Je confirme, à la suite de M. le rapporteur, que les violences, qu'elles donnent ou non lieu à une ITT, peuvent faire l'objet d'une condamnation. Effectivement, la jurisprudence reconnaît les violences psychologiques.

La difficulté réside plutôt dans la détection et la preuve de telles violences.

De ce point de vue, je relève la préoccupation qui est exprimée. Je peux ainsi vous répondre que nous entreprenons actuellement, avec l'ordre des médecins, une action de sensibilisation particulière du corps médical, notamment sur la rédaction des certificats médicaux et sur le retentissement psychologique qu'il convient de décrire lorsque ces violences existent.

Au nom du Gouvernement, j'émets, comme la commission, un avis défavorable ; toutefois, madame Dini, je voulais vous rassurer pleinement sur le fait que, grâce aux certificats médicaux, la détection de ces violences sera renforcée.

M. le président.

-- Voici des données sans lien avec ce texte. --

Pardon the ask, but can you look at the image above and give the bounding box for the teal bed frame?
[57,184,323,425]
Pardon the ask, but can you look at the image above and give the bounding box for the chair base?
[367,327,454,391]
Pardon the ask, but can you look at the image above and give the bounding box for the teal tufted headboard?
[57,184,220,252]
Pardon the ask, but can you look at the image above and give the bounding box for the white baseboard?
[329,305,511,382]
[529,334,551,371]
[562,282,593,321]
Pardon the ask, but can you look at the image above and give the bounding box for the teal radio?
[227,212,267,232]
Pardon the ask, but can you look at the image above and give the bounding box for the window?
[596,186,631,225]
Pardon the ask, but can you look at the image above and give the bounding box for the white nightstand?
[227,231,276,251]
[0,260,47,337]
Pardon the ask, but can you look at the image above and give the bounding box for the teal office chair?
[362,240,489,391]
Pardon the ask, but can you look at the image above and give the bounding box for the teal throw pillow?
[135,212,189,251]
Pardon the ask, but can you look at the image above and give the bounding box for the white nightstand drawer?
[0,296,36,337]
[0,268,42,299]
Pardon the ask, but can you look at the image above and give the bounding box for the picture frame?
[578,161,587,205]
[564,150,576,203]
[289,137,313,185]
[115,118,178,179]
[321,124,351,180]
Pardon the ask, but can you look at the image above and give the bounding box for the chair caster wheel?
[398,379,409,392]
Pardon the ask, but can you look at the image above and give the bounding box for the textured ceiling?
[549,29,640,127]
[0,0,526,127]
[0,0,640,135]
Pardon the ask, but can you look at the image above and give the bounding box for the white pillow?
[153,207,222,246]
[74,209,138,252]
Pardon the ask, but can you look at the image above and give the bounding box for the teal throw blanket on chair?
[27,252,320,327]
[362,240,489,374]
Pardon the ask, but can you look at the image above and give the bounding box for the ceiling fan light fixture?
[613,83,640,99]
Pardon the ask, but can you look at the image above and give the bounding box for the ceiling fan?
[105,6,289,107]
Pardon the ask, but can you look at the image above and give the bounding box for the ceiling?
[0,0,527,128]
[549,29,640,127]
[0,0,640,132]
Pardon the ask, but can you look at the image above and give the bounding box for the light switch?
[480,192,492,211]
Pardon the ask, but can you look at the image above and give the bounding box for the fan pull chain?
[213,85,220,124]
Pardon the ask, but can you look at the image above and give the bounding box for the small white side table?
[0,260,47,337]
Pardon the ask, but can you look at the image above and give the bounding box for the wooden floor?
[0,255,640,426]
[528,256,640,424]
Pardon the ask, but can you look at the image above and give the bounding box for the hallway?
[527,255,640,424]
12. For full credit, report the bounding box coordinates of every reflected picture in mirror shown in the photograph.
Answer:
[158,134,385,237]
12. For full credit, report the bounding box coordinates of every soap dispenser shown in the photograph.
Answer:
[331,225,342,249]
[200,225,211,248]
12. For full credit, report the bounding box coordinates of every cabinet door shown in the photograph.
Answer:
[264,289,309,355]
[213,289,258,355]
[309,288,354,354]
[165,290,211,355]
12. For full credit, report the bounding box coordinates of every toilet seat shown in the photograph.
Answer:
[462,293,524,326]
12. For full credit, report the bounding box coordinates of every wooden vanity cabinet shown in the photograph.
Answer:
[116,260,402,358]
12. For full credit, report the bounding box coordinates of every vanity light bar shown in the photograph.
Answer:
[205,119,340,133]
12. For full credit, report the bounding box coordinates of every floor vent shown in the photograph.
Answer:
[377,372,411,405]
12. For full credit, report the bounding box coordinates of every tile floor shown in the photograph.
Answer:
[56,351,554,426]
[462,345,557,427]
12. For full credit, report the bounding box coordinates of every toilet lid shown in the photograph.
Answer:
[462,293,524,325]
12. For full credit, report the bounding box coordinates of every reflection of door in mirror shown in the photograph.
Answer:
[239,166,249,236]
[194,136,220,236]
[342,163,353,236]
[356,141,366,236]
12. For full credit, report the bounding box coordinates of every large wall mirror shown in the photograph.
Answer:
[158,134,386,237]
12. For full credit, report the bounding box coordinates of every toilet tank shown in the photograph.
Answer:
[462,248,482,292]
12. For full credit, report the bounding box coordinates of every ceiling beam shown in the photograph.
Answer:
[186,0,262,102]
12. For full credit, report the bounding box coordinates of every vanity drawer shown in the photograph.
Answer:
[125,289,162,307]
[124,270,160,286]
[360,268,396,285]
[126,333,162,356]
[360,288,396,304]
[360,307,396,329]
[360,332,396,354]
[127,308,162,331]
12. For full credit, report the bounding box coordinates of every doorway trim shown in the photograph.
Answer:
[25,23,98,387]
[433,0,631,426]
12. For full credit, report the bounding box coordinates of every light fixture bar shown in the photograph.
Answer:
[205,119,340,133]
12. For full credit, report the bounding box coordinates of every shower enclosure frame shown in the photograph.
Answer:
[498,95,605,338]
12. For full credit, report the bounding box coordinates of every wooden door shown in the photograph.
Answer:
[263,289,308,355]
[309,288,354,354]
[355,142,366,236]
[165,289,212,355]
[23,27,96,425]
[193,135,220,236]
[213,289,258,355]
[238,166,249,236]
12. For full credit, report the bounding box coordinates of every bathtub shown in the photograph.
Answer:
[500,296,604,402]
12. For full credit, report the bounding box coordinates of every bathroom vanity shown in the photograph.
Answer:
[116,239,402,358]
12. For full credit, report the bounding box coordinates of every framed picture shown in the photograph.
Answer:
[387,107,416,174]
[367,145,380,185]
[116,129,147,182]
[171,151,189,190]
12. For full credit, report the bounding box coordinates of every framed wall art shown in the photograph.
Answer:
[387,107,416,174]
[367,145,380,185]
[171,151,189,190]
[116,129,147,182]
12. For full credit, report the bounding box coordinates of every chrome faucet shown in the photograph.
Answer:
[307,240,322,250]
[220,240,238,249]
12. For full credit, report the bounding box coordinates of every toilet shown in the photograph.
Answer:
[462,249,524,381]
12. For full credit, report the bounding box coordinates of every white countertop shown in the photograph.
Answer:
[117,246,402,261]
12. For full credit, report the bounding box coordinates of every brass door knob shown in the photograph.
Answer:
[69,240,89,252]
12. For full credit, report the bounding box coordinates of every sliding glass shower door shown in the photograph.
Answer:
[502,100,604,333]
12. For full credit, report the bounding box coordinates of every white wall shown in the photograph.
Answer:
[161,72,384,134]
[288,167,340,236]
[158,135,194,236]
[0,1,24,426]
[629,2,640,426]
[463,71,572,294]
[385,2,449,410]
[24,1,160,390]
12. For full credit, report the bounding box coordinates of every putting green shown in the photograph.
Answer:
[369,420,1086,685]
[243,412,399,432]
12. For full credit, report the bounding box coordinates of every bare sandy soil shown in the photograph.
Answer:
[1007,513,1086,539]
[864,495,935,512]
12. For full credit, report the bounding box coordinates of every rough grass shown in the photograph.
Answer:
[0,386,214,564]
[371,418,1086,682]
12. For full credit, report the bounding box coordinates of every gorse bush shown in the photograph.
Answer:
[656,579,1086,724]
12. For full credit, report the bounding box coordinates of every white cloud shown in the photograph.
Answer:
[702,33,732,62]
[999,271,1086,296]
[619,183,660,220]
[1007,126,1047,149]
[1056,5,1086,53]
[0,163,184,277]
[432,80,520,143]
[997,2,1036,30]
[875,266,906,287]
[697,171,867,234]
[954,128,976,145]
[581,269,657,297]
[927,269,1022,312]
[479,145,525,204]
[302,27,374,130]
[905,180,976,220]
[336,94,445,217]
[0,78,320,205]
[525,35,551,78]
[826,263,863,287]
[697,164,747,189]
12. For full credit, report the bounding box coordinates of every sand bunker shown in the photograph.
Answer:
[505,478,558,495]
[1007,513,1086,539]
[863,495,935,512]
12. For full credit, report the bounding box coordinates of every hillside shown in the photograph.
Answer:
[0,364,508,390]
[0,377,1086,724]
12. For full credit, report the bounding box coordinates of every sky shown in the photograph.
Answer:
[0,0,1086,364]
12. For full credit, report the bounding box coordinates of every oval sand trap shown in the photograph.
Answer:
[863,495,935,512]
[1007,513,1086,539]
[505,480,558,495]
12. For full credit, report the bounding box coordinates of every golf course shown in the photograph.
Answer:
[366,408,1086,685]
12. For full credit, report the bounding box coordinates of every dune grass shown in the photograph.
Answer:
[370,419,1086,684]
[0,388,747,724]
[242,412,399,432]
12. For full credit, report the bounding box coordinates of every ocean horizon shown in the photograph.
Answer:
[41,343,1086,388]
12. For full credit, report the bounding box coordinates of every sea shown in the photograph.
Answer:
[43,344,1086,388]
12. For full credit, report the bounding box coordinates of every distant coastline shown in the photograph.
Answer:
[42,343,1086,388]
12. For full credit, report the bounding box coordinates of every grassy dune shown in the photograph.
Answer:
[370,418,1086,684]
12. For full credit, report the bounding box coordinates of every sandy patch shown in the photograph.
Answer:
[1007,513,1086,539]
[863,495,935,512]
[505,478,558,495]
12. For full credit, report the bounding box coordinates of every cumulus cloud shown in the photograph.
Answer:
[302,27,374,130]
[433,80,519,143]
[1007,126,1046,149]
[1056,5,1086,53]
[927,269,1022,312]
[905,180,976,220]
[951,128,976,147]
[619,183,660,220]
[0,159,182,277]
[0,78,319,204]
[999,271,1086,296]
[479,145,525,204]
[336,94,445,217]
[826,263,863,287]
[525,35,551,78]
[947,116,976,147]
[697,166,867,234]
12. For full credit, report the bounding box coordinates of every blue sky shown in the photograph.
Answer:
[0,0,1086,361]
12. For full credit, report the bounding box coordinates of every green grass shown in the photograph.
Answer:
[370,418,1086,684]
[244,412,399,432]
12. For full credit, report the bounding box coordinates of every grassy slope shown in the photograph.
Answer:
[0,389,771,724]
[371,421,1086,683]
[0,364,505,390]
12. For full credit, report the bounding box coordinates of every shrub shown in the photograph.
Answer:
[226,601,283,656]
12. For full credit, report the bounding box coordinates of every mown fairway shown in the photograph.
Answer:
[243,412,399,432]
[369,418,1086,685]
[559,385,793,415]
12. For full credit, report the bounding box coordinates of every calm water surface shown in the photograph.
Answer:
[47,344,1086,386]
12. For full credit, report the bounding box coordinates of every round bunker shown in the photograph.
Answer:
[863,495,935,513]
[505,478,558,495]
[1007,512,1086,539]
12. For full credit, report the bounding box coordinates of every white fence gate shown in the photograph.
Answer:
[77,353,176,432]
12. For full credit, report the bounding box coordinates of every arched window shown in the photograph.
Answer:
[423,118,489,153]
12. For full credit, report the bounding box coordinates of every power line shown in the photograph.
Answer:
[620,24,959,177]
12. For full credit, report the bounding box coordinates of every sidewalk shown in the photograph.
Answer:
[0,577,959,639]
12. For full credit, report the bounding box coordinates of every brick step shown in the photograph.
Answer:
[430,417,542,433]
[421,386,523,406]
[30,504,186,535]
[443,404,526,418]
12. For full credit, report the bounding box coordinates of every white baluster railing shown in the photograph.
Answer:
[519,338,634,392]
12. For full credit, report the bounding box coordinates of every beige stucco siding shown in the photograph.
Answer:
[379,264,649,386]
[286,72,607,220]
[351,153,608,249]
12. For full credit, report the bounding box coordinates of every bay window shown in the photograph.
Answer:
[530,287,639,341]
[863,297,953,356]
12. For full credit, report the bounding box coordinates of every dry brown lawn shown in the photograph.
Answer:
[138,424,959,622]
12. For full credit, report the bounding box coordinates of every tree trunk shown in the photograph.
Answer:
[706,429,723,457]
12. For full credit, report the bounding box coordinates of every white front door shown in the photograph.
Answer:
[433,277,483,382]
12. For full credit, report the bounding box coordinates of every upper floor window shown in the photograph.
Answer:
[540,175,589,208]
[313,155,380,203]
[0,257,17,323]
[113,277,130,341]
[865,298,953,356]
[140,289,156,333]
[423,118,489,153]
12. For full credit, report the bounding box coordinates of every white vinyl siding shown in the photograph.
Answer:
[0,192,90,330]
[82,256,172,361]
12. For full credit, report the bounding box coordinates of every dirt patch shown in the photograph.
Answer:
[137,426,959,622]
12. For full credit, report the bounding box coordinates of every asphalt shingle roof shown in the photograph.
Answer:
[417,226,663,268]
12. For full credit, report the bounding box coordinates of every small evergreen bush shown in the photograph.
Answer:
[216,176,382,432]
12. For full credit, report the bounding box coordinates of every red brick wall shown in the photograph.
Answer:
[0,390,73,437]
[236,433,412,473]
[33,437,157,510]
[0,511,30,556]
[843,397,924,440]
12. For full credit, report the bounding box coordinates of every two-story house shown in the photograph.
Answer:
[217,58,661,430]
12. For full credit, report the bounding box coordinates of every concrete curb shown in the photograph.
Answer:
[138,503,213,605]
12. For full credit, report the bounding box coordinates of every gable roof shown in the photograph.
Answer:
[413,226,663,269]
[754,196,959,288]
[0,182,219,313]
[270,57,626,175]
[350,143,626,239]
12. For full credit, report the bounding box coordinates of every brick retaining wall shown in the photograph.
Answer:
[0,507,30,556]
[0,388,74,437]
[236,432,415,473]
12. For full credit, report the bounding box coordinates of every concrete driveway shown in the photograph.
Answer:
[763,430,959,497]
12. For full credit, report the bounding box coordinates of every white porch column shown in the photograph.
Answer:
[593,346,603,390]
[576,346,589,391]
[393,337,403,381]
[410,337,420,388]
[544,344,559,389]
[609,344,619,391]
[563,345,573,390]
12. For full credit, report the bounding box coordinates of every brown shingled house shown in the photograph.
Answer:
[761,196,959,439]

La parole est à Mme Gisèle Gautier, pour explication de vote.

Mme Gisèle Gautier. Je souhaiterais simplement poser une question qui relève du bon sens : sur quels critères convient-il de s'appuyer pour détecter les harcèlements psychologiques ou moraux qui détruisent les femmes ou les hommes qui en sont les victimes ? Je vous le demande à vous, les uns et les autres, que vous soyez médecin ou magistrat. J'attends simplement une réponse.

A l'occasion de mon intervention lors de la discussion générale, j'ai précisé que les violences morales ou psychologiques faites aux femmes ne laissent aucune trace physique. Cela relève du virtuel, allais-je dire - c'est un mot dans l'air du temps ! Sur quels critères peut-on alors s'appuyer pour affirmer que le harcèlement qu'exerce une personne sur son conjoint, son concubin, son partenaire par des agissements répétés est puni des mêmes peines que celles qui sont prévues pour les violences physiques ?

Encore une fois, je suis très étonnée de notre discussion de ce soir. Monsieur le rapporteur, monsieur le président de la commission, vous n'avez procédé à aucune audition ! C'est impossible !

M. Jean-Jacques Hyest, président de la commission des lois. Si ! Je vais vous expliquer...

Mme Gisèle Gautier. Laissez-moi parler ! Pardonnez mon ire, mais le fait que nous n'allions pas au fond des choses me met en colère !

Après avoir auditionné des femmes, des hommes aussi - il ne faut pas sexuer les violences perpétrées à l'égard de l'être humain -, on ne peut pas délibérément admettre que le harcèlement moral n'est ni répété ni patent. Il faut aller jusqu'au fond des choses. En effet, le sujet abordé ce soir est extrêmement grave, nous avons l'occasion d'en discuter en profondeur, et ce même s'il faut y passer du temps.

C'est la raison pour laquelle je pose encore une fois la question : sur quels critères s'appuie-t-on pour reconnaître les violences de harcèlement moral ? (Applaudissements sur certaines travées du groupe socialiste.)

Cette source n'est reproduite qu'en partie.